A vida das vítimas do Césio 137 deve mudar para melhor. Isso acontece depois da repercussão da minissérie Emergência Radioativa. A produção liderou o ranking global de séries mais vistas da Netflix na última semana. Com isso, o governo de Goiás sancionou o reajuste das pensões dadas aos afetados pelo material radioativo. A medida já vale a partir deste mês.
O episódio ocorreu em setembro de 1987. É considerado o maior acidente radiológico fora de uma usina nuclear do mundo. O reajuste foi sancionado por Ronaldo Caiado antes de sua renúncia. Com ele, as pensões dos radiolesionados por contato direto com o Césio-137, e daqueles com irradiação superior a 100 RAD, passam de R$ 1.908 para R$ 3.242. Os demais afetados terão o benefício reajustado de R$ 954 para R$ 1.621.
Segundo o governo, 603 pessoas têm direito ao pagamento atualmente. O reajuste era pedido há anos pelas vítimas. Elas estavam desde 2018 sem atualização no valor. Em julho de 2023, o governo de Goiás vetou um projeto de lei que reajustava as pensões. Na época, citou falta de estudo sobre o impacto financeiro nas contas do estado.
O acidente de Goiânia
Em setembro de 1987, Devair Ferreira, dono de um ferro-velho em Goiânia, comprou uma cápsula de chumbo de dois catadores. O objeto foi encontrado nas ruínas de uma antiga clínica. No escuro, ele viu que o material emitia um brilho azulado. Esse brilho vinha de um pó fino dentro da cápsula. Encantado e sem saber do perigo, levou o material para casa. Mostrou para a família e deu um pouco para amigos e parentes.
O pó brilhante era césio-137, uma substância muito radioativa. Ela alimentava uma máquina de radioterapia abandonada. A máquina estava numa clínica desativada, sem cuidados. Com a exposição, as pessoas começaram a adoecer rápido e sem explicação. Assim começou o maior acidente radioativo da história do Brasil. A minissérie Emergência Radioativa retrata esse caso.
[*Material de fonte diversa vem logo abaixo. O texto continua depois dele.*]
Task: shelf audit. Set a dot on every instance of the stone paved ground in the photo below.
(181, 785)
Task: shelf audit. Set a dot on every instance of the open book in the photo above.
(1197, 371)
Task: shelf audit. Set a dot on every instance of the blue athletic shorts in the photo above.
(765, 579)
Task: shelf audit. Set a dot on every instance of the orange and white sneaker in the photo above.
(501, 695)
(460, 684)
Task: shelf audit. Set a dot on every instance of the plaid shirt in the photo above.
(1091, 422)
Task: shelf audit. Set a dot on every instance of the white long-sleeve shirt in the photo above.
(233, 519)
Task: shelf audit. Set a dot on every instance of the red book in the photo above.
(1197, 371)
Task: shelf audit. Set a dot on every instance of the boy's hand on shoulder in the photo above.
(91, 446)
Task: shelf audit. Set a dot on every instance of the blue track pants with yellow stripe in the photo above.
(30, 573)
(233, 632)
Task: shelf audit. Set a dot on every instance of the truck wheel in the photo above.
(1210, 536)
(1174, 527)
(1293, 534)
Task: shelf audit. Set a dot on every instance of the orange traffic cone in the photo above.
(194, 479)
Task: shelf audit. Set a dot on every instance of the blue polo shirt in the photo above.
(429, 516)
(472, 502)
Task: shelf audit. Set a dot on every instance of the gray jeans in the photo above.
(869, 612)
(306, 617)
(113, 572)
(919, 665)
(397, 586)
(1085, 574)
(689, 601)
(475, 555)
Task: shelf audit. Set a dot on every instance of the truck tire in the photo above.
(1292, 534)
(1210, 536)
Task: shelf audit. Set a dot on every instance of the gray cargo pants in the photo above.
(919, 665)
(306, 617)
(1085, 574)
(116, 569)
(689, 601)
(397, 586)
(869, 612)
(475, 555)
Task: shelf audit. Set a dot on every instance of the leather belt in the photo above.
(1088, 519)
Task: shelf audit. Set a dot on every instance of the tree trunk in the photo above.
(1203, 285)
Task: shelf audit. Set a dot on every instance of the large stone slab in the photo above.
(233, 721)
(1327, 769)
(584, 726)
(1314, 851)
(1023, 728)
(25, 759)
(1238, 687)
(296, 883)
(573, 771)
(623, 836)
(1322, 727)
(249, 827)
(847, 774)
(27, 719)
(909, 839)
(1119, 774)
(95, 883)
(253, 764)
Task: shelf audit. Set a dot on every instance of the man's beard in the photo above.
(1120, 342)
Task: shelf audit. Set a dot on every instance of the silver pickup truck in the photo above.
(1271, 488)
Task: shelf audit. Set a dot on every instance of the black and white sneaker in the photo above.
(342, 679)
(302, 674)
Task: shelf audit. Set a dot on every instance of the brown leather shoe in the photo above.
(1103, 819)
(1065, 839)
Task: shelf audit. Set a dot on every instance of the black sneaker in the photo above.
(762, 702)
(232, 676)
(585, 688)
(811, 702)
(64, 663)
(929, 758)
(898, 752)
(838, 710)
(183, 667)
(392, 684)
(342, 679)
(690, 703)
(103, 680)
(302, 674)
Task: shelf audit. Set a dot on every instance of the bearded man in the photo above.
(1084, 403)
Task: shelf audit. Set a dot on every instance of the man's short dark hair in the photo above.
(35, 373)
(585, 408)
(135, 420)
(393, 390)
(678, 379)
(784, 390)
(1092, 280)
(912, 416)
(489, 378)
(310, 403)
A produção é protagonizada por Johnny Massaro. Ele interpreta o físico que descobriu a contaminação. Esta é a produção mais recente sobre o caso, mas não a única. O acidente foi mencionado no curta documental Ilha das Flores (1989). Também foi dramatizado no filme Césio 137 — O Pesadelo de Goiânia (1990), de Roberto Pires. Além disso, é tema de vários documentários e livros. Essas obras recontam a história como um alerta sobre os perigos da radiação.
As consequências do descaso
Sem saber do perigo e negligenciada pelas autoridades, a população de Goiânia ficou vulnerável. Com todos ao redor adoecendo, Maria Gabriela, esposa de Devair, levou a cápsula à Vigilância Sanitária. Ela alertou que aquilo poderia ser a causa das doenças. A queixa, porém, não foi levada a sério de imediato. Isso fez com que a contaminação demorasse a ser controlada.
Nesse meio-tempo, milhares foram expostas ao risco. Elas sofreram por anos com as consequências. Oficialmente, quatro pessoas morreram nos dias seguintes à exposição. Entre elas estavam Maria Gabriela e Leide das Neves, de 6 anos. A menina ingeriu o material ao comer com as mãos contaminadas depois de brincar com o pó.
Os números foram maiores no longo prazo. Segundo a Associação das Vítimas do Césio 137, pelo menos 107 pessoas morreram nos anos seguintes. Os problemas foram desencadeados pela radiação. Cerca de 1.600 foram afetadas diretamente pelo acidente. Todas foram vítimas de um descaso radioativo sem precedentes.
A minissérie da Netflix trouxe nova atenção ao caso. Essa atenção parece ter ajudado a pressionar por mudanças concretas. O reajuste das pensões é um exemplo disso. A história do Césio 137 em Goiânia continua servindo como um alerta importante. O alerta é sobre os riscos de materiais radioativos mal administrados e a necessidade de protocolos rígidos de segurança.